De su presentación del XV Congreso Católicos y Vida Pública
«Mientras hay vida hay esperanza, dice un proverbio clásico, que también puede ser leído al revés: cuando la sociedad pierde la esperanza, se va la vida». Esto es lo que está ocurriendo hoy, advirtió el viernes el secretario general de la CEE, monseñor Juan Antonio Martínez Camino, en la presentación del Congreso Católicos y Vida Pública. «En España y en Europa sucede hoy algo que nunca se había dado en la Historia: en unas condiciones de bienestar y con una sobreabundancia material nunca vista —a pesar de la crisis económica—, la población disminuye», algo que sólo había ocurrido en el pasado con «carestías económicas, pestes, problemas sanitarios…», dijo el obispo auxiliar de Madrid, en un acto celebrado en el Aula Magna de la Universidad CEU San Pablo, junto al presidente de la Asociación Católica de Propagandistas. «El número de nacimientos no compensa el ritmo de las muertes. La sociedad envejece. Por otro lado, la primera causa de muerte entre los jóvenes es el suicidio; de modo que a los niños no se les permite nacer y a los jóvenes no se les dan motivos para vivir con esperanza. Por su parte, los mayores temen la soledad y el sufrimiento, hasta el punto de que algunos desearían planificar una muerte a tiempo. El recurso a las drogas y a las diversiones sinsentido es otro síntoma de una sociedad desganada de la existencia», que parece que «se está preparando para poner fin a su propia historia, para el suicidio». «¿Qué pasa?». El hombre «ha pretendido sustituir a Dios», y se ha visto, como decía san Pablo, «sin esperanza y sin Dios». Por ello, «la terapia es sencilla: acoger a Dios vivo para vivir con esperanza».

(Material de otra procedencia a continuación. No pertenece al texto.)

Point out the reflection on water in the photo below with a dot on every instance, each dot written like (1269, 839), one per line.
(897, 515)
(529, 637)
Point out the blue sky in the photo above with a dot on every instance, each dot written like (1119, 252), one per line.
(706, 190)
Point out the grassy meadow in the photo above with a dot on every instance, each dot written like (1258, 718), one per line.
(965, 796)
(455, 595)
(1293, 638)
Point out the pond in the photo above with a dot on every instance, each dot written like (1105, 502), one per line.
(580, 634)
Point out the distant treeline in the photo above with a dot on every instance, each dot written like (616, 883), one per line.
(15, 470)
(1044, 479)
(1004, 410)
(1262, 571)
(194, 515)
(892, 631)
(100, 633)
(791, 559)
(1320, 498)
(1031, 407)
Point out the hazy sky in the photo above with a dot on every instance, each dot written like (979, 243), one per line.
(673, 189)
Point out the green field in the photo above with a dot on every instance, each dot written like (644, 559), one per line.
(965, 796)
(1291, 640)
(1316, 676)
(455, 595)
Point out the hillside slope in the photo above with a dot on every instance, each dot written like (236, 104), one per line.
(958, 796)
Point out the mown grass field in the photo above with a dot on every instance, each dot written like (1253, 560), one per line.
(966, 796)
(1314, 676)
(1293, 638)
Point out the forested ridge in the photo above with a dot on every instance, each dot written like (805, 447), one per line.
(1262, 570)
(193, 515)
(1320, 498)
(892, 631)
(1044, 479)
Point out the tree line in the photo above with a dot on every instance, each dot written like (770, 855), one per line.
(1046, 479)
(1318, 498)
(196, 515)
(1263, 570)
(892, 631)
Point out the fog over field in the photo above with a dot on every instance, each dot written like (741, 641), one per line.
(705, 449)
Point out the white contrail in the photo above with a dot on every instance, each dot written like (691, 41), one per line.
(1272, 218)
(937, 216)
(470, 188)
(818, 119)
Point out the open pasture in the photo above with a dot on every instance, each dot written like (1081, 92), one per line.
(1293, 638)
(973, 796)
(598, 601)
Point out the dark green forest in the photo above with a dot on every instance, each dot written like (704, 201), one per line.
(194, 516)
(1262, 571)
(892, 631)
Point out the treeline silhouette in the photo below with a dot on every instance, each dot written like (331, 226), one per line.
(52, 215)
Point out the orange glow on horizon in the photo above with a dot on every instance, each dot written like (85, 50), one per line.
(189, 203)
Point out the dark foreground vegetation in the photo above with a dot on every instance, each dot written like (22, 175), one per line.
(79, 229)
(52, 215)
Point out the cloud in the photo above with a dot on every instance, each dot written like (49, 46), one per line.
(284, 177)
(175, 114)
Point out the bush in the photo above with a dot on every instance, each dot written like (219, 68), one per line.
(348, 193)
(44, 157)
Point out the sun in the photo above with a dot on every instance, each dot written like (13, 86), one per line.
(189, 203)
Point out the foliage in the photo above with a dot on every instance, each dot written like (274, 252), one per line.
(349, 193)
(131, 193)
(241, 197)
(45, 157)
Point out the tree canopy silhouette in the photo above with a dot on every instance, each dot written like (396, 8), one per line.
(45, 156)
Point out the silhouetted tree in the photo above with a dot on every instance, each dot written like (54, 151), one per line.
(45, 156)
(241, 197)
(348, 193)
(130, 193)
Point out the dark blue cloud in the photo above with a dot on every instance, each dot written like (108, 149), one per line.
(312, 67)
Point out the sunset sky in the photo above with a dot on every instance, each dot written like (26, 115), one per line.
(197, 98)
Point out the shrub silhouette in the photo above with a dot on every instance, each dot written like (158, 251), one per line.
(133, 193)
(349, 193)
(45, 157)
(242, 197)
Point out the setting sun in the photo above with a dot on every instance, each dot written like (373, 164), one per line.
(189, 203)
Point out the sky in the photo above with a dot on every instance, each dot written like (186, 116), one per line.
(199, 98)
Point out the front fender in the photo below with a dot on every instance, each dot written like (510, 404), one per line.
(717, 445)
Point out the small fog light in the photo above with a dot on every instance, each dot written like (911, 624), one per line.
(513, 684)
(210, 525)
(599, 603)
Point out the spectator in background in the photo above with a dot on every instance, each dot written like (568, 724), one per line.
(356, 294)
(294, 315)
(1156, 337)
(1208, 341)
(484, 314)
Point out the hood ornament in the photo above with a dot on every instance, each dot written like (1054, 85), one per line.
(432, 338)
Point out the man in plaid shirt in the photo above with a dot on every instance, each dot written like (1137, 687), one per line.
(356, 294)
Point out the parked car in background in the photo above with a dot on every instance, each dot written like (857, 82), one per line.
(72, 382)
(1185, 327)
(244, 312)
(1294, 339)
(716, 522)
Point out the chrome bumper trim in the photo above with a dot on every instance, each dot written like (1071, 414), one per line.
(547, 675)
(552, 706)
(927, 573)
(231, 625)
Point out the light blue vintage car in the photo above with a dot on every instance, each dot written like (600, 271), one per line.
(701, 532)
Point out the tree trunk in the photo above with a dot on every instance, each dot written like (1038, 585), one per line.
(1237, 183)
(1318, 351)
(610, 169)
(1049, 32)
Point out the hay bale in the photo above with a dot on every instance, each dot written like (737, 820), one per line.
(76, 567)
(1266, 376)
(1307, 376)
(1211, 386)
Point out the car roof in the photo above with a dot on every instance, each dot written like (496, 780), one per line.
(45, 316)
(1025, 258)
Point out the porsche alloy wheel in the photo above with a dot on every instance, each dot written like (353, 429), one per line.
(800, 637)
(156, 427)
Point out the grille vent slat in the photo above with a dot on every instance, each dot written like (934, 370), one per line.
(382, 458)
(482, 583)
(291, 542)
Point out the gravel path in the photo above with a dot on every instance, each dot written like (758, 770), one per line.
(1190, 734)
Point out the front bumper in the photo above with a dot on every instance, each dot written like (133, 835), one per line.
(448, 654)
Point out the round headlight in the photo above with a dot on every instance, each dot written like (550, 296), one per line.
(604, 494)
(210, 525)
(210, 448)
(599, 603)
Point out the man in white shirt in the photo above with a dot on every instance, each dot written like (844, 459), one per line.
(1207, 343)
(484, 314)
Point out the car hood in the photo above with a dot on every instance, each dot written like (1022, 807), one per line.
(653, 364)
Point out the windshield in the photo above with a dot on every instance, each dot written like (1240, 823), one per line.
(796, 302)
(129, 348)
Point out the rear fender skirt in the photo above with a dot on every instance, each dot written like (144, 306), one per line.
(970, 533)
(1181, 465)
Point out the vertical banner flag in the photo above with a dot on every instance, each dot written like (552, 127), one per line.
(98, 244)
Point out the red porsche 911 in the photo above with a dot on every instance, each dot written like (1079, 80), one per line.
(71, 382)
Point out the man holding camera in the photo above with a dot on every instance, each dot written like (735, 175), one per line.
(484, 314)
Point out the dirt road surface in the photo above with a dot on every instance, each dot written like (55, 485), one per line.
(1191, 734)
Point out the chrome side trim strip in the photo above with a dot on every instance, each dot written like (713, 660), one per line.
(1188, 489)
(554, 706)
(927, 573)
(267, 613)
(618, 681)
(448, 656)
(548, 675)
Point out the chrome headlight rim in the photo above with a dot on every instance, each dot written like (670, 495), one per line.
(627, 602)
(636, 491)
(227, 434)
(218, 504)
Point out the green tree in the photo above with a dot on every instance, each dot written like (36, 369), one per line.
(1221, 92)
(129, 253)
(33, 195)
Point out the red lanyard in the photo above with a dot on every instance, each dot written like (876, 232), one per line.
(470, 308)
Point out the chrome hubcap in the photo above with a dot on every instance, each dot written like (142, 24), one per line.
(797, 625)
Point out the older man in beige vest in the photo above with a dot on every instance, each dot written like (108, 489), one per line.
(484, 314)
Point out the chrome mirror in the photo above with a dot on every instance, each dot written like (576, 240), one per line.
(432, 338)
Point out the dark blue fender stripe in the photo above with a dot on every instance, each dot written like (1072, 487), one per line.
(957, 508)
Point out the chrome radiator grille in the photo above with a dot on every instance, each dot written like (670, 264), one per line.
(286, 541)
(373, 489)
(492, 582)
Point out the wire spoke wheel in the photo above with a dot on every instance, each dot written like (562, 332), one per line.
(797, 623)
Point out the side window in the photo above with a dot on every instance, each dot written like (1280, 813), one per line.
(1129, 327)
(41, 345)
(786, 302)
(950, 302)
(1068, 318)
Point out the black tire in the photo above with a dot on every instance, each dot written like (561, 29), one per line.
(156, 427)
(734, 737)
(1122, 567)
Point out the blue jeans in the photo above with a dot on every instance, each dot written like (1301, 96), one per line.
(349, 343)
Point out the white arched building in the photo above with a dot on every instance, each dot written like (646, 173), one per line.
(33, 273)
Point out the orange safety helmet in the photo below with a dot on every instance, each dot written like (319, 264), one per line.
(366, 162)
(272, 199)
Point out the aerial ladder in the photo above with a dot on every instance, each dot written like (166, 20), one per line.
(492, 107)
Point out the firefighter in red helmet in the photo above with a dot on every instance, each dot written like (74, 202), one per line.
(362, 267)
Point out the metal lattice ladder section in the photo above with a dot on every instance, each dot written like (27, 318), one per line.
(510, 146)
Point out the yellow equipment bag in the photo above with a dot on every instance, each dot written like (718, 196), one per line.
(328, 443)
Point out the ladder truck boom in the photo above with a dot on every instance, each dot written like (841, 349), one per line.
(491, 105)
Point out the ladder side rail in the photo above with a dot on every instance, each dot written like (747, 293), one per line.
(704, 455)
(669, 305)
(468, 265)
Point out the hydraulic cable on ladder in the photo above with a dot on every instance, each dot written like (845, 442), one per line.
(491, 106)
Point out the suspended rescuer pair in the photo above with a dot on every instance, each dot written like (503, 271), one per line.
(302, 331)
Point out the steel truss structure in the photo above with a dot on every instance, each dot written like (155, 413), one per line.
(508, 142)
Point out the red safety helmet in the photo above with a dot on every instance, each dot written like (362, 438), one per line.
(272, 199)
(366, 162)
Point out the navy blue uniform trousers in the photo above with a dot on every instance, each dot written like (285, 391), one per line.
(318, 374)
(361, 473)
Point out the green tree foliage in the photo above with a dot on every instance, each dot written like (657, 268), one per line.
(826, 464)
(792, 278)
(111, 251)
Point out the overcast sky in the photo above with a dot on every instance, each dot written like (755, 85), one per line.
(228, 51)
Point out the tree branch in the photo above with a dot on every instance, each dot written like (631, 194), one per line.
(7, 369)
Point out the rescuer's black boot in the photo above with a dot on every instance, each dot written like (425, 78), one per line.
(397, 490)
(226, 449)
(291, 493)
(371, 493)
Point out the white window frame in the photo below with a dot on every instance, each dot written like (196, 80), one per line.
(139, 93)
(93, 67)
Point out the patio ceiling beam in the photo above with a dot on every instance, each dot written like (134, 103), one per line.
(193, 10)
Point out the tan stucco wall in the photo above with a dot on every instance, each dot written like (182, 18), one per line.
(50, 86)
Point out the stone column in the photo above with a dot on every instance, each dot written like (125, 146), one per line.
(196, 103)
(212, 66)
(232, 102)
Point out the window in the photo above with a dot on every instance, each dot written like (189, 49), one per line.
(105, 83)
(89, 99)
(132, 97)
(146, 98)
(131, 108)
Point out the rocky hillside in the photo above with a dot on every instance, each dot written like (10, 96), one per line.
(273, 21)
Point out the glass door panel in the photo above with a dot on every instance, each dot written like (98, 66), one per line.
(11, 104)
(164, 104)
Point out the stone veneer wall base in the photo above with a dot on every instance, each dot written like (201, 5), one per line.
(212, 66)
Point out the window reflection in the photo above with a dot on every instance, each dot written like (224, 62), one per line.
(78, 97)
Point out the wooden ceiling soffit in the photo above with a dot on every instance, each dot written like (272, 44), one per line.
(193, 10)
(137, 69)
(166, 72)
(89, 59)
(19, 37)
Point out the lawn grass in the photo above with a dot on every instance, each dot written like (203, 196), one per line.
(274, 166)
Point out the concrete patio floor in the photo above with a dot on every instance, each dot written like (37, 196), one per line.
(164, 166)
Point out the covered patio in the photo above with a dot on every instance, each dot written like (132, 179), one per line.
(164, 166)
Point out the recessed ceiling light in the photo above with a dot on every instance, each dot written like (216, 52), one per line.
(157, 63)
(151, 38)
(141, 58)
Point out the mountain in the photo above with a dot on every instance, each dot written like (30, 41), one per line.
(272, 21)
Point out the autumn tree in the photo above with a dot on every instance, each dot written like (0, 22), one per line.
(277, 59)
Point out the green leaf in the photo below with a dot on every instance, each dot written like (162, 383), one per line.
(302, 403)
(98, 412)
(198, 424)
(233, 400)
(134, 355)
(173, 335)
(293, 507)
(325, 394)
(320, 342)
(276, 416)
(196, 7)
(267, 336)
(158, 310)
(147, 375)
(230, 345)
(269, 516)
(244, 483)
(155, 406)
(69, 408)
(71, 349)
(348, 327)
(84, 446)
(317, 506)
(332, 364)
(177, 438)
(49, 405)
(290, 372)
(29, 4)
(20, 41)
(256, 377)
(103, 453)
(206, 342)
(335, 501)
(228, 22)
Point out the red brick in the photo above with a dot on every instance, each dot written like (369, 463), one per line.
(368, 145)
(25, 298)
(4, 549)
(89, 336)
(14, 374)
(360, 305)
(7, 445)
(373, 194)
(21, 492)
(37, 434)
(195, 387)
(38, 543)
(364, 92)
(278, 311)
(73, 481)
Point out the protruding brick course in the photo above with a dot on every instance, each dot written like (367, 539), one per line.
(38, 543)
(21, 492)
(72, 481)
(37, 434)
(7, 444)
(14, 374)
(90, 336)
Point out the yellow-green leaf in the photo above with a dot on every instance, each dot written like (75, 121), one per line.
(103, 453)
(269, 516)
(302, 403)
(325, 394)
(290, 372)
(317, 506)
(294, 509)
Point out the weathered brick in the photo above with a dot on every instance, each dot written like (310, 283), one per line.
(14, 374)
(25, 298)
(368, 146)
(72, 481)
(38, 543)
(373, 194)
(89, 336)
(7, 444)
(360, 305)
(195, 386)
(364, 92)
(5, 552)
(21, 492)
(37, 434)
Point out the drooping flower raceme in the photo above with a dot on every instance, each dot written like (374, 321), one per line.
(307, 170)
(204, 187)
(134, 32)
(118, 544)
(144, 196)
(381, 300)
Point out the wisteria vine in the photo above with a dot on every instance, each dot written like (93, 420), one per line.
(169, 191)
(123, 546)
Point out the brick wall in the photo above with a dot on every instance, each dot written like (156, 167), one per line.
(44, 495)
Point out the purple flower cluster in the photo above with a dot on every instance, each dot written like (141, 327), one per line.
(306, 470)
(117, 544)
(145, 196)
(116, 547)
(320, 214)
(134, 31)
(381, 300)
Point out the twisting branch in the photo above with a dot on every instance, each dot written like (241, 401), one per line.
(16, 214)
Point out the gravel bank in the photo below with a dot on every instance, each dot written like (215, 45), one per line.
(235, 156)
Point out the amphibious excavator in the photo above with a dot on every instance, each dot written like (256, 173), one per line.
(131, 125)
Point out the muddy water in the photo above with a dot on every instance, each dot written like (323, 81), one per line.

Es necesaria una renovada presencia cristiana en la vida pública para devolver al mundo esa esperanza, considera monseñor Martínez Camino. Donde los signos cristianos y la oración «se hacen públicamente presentes, como oferta libre de apertura a Dios, la sociedad se fortalece y se preserva de ser configurada totalitariamente». Porque «los signos de la fe y de la esperanza cristiana son siempre signos de libertad», y reprimirlos, por el contrario, es un «signo de totalitarismo». Pero, además, «la esperanza pública renueva la vida pública configurando un sujeto moral». Es «la esperanza de la vida eterna» lo que «moviliza las energías del alma para la acción, una acción que mira más allá del propio interés inmediato. Quien se haya atado a sus metas profesionales, a sus haberes, a su fama, a su salud, a su vida… y haya hecho de cualquiera de estas cosas el fin último de su vida, no podrá actuar de manera recta y justa, porque no tendrá un motivo suficiente para vivir sin esas cosas, y querrá conseguirlas a toda costa, a costa de la propia justicia. Con estos sujetos, no se puede construir una vida pública renovada para la justicia y la libertad», advirtió monseñor Martínez Camino. «Los santos y particularmente los mártires son el modelo de sujeto moral gestado por la esperanza cristiana», ya que, «sin la disposición al martirio, no son posibles la justicia y la libertad». Es necesario «estar dispuestos a sufrir, incluso la muerte, por el bien, la verdad y la justicia, por causa de la vida eterna». Por ese motivo, «los mártires del siglo XX son los primeros testigos de la justicia y de la libertad. Sin el culto a los mártires de los siglo XX, no habrá nueva evangelización», concluyó.